I would love to see Labor pick up some of our other ideas. How about freezing rents and giving tenants the right to a lease renewal? What about raising state school funding to at least the needs-based minimum or—what a crazy thought—how about actually raising mining royalties for all coal, gas and other resources?

I am really disappointed that, at a local level, this state budget does not include any funding for new buildings at Indooroopilly State School. They are desperately needed. The community has been begging for them, yet all we have instead in this budget is $1.2 million for a new security fence. Maybe I missed something, but I have not seen any students learning in a security fence any time recently. Indooroopilly is projected to exceed capacity by almost 900 students next year, as I understand it, even with its tight enrolment restrictions. Recently one of the parents at the school told me that her daughter is avoiding drinking water at school so she does not have to spend her entire lunch break lining up to go to the toilet. The students have already lost their student support rooms, play areas and time in specialist learning spaces such as science labs. This budget confirms that there is no funding for Indooroopilly High. There is no indication of when and how the government will fund additional infrastructure for Toowong State School, where students have again lost half of their oval to demountables. This is their only sizeable play space. They need a permanent solution at these schools. I call on both Labor and the LNP to commit to urgently fund new buildings if they win the next election. I know a lot of parents in my community would like to hear similarly.

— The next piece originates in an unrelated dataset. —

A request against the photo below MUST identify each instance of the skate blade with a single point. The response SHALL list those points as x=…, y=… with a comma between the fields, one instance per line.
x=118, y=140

The people in my community would also like to know why there is no funding allocated in this budget to make Taringa station accessible or for the bus lanes—

Mr DEPUTY SPEAKER (Mr Krause): Pause the clock. Sorry, member for Maiwar. Member for Buderim, you accidentally clicked on a microphone. Thank you for turning it off. 

Mr BERKMAN: Thank you, Mr Deputy Speaker. I will finish by saying that the Guardian called this budget a ‘going out of business sale’. There are a couple of ways that we can interpret that. Maybe Labor does not believe it can win the election, so it is spending the inheritance. We deserve more as a state.